The purchase price translates to approximately ten times Intermec's trailing 12 months (TTM) earnings before interest, taxes, depreciation and amortization (EBITDA) as of September 30, 2012, excluding certain corporate and public company costs, or approximately five times on a synergy adjusted run-rate basis. The transaction is expected to close by the end of the second quarter of 2013 pending Intermec shareholder approval and following customary regulatory reviews.
"The addition of Intermec is a natural extension to our Scanning & Mobility business, which was established through the successful acquisitions of Hand Held Products, Metrologic and EMS," said Honeywell Automation and Control Solutions President and Chief Executive Officer Roger Fradin. "While Intermec strengthens our core scanning and mobile computing business, it opens up entirely new opportunities in RFID, voice solutions and barcode and receipt printing segments that we currently don't serve. It expands our product offerings and strengthens our intellectual property portfolio putting us in position to be a technology leader for years to come in the highly attractive automatic identification and data capture (AIDC) industry. Intermec has extensive engineering capability and broad sales reach that we look forward to integrating into our existing organization in an effort to build a leading position in the AIDC marketplace. Once again, our world class acquisition integration process will deliver value to shareholders."
Upon completion of the acquisition, Intermec would become part of Honeywell Scanning & Mobility in Honeywell's Automation and Control Solutions business. Intermec employs approximately 2,200 employees and operates more than 65 offices worldwide, serving nearly every region globally.
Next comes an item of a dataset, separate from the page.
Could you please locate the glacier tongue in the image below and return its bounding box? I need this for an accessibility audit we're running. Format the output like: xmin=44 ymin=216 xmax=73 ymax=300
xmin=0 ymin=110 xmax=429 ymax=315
The company is headquartered in Everett, Washington.
Although the transaction would be dilutive in 2013 by three to four cents, the estimated impact is included in the company's announced 2013 earnings per share guidance range, and Honeywell anticipates Intermec to be accretive in 2014.
Additional Information and Where to Find It
This press release relates to a proposed transaction between Honeywell and Intermec. This press release is not a substitute for the proxy statement that Intermec intends to file with the SEC or any other documents that Intermec may file with the SEC or send to its stockholders in connection with the proposed transaction. Before making any voting decision, Intermec investors and stockholders are urged to read the proxy statement and all other relevant documents filed or that will be filed by Intermec with the SEC in connection with the proposed transaction as they become available because they will contain important information about the proposed transaction and related matters.
The proxy statement and any other relevant documents (when they become available) that are filed or that will be filed with the SEC by Intermec are available free of charge through the website maintained by the SEC at www.sec.gov or by contacting Intermec Investor Relations at (425) 348-2600.
Participants in the Solicitation
Intermec and its directors, executive officers and other members of their management may be deemed to be participants in the solicitation of proxies from Intermec's stockholders in connection with the proposed transaction. Information regarding Intermec's directors and executive officers is available in Intermec's proxy statement for its 2012 annual meeting of stockholders, which was filed with the SEC on April 12, 2012, and is available free of charge through the website maintained by the SEC at www.sec.gov or by contacting Intermec Investor Relations at (425) 348-2600. Additional information regarding participants in the proxy solicitation and a description of their direct and indirect interests will be included in the proxy statement Intermec intends to file with the SEC.
Honeywell (www.honeywell.com) is a Fortune 100 diversified technology and manufacturing leader, serving customers worldwide with aerospace products and services; control technologies for buildings, homes, and industry; automotive products; turbochargers; and performance materials. Based in Morris Township, N.J., Honeywell's shares are traded on the New York, London, and Chicago Stock Exchanges. For more news and information on Honeywell, please visit www.honeywellnow.com.
This release contains certain statements that may be deemed "forward-looking statements" within the meaning of Section 21E of the Securities Exchange Act of 1934. All statements, other than statements of historical fact, that address activities, events or developments that we or our management intends, expects, projects, believes or anticipates will or may occur in the future are forward-looking statements. Such statements are based upon certain assumptions and assessments made by our management in light of their experience and their perception of historical trends, current economic and industry conditions, expected future developments and other factors they believe to be appropriate. The forward-looking statements included in this release are also subject to a number of material risks and uncertainties, including but not limited to economic, competitive, governmental, and technological factors affecting our operations, markets, products, services and prices. Such forward-looking statements are not guarantees of future performance, and actual results, developments and business decisions may differ from those envisaged by such forward-looking statements.